Coal and gas industry officials say they are increasingly alarmed by Obama’s focus on climate change, saying administration policies are unrealistic and do not recognize how hydraulic fracturing has transformed the ability to extract oil and gas from the ground.
“They want a complete transformation from the hydrocarbon molecule to the electron, and their refusal to accept reality continues to frustrate me,” said Charles Drevna, president of the American Fuel & Petrochemical Manufacturers. “So my question is, why are we doing this? Is it because he promised to do it when he came into office? Is it because he’s got a large donor out there dangling a lot of money? Is it because he really believes it and is passionate about doing it? Or is it all of the above?”
As a senator from Illinois, Obama delivered a major speech on climate change, and he described the night he won the 2008 Democratic presidential nomination as “the moment when the rise of the oceans began to slow and our planet began to heal.” As president, Obama enacted the first carbon limits for cars and light-duty trucks and helped push through a House bill that would have imposed a national limit on greenhouse gas emissions.
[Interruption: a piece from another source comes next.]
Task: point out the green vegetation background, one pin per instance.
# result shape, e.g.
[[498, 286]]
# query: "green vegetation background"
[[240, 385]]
But that 2009 measure stalled in the Senate, and during his first term the president’s top aides were sharply divided on how aggressively to push climate policy at a time when Americans were anxious about the economy, according to several former senior administration officials who spoke on the condition of anonymity to discuss internal deliberations. Appointees including Lisa Jackson, who served as Environmental Protection Agency administrator, and John Holdren, assistant to the president for science and technology, argued that he needed to take the issue on; White House aides such as senior adviser David Axelrod and two chiefs of staff – Rahm Emanuel and William Daley – considered it a liability.
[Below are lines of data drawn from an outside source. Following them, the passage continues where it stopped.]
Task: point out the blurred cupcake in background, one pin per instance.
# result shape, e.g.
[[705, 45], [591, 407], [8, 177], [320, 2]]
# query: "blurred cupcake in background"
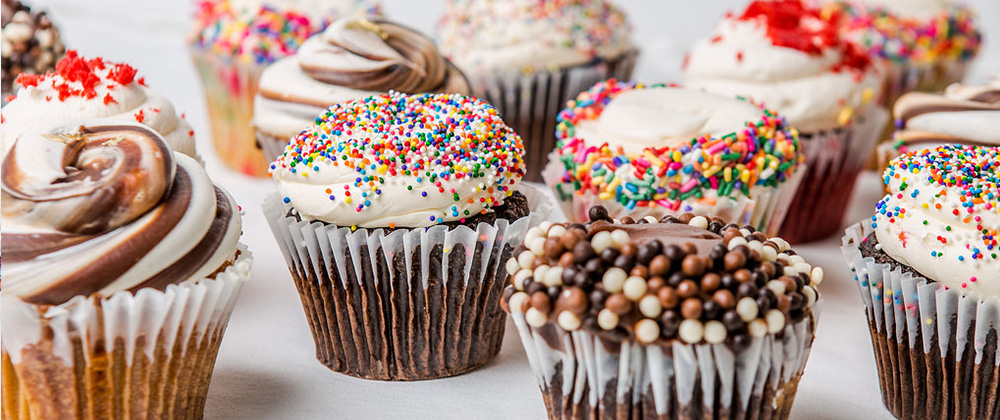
[[926, 44], [353, 58], [528, 57], [787, 56], [31, 44], [232, 42], [661, 150], [963, 114]]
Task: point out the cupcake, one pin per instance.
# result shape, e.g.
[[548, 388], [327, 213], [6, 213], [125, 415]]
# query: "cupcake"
[[31, 44], [232, 42], [656, 150], [963, 114], [354, 58], [785, 55], [395, 214], [123, 266], [92, 88], [528, 57], [927, 269], [926, 44], [684, 318]]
“There was a sense then it just wasn’t the sort of thing you could tee up in (2011), with an election coming up,” Daley said in an interview. “With respect to my friends in the environment community, to put this at the front of the list, you might as well have taken a gun to your head and shot yourself.”
At the same time, administration officials watched as natural gas production exploded in the United States, providing utilities, manufacturers and other industries with a less-carbon-intense form of energy. Jason Bordoff, senior director for energy and climate change at the National Security Council during the first term, said the president came to embrace an “all of the above” energy strategy because he saw the economic benefits associated with natural gas and the role that it could play in bridging the nation’s transition to renewable energy.
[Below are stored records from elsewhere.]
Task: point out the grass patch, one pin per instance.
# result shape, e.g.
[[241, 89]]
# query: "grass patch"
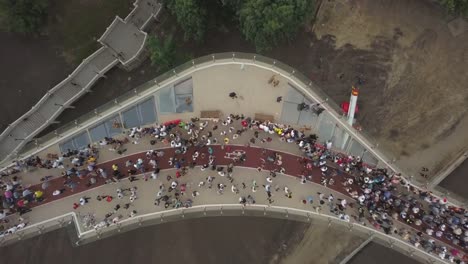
[[75, 25]]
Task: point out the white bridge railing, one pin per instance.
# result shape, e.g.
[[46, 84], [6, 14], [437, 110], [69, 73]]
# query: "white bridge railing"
[[212, 210]]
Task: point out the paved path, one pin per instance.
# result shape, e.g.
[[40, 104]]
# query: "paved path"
[[254, 155]]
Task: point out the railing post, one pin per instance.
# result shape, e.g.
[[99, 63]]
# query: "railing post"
[[40, 229], [61, 222]]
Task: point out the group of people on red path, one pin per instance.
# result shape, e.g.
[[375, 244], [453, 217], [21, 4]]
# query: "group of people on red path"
[[382, 197]]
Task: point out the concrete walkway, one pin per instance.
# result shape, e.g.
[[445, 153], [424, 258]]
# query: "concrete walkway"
[[123, 42], [246, 173]]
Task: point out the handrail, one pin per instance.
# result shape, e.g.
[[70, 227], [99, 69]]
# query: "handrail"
[[285, 71], [201, 211]]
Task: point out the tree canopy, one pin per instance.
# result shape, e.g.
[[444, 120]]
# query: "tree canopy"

“I don’t think ‘all of the above’ is just a slogan,” said Bordoff, now a professor of international and public affairs at Columbia University. “I think it is what people really think is the right policy approach.”
Even so, Obama has remained wary of some of the risks stemming from hydraulic fracturing, including the release of methane, a potent greenhouse gas. When the subject of natural gas came up during a Nov. 30, 2012, meeting of the President’s Council of Advisors on Science and Technology, Obama turned to Holdren and his deputy assistant for energy and climate change, Heather Zichal.
“Do we have an accurate accounting of methane emissions, and do we have a problem there?” Zichal recalled the president asking. The White House announced a new methane strategy – which will include additional federal regulations – in March.
For the president – who recognizes that global warming ranks as a low priority among voters – the issue has become as much about evangelizing as rulemaking.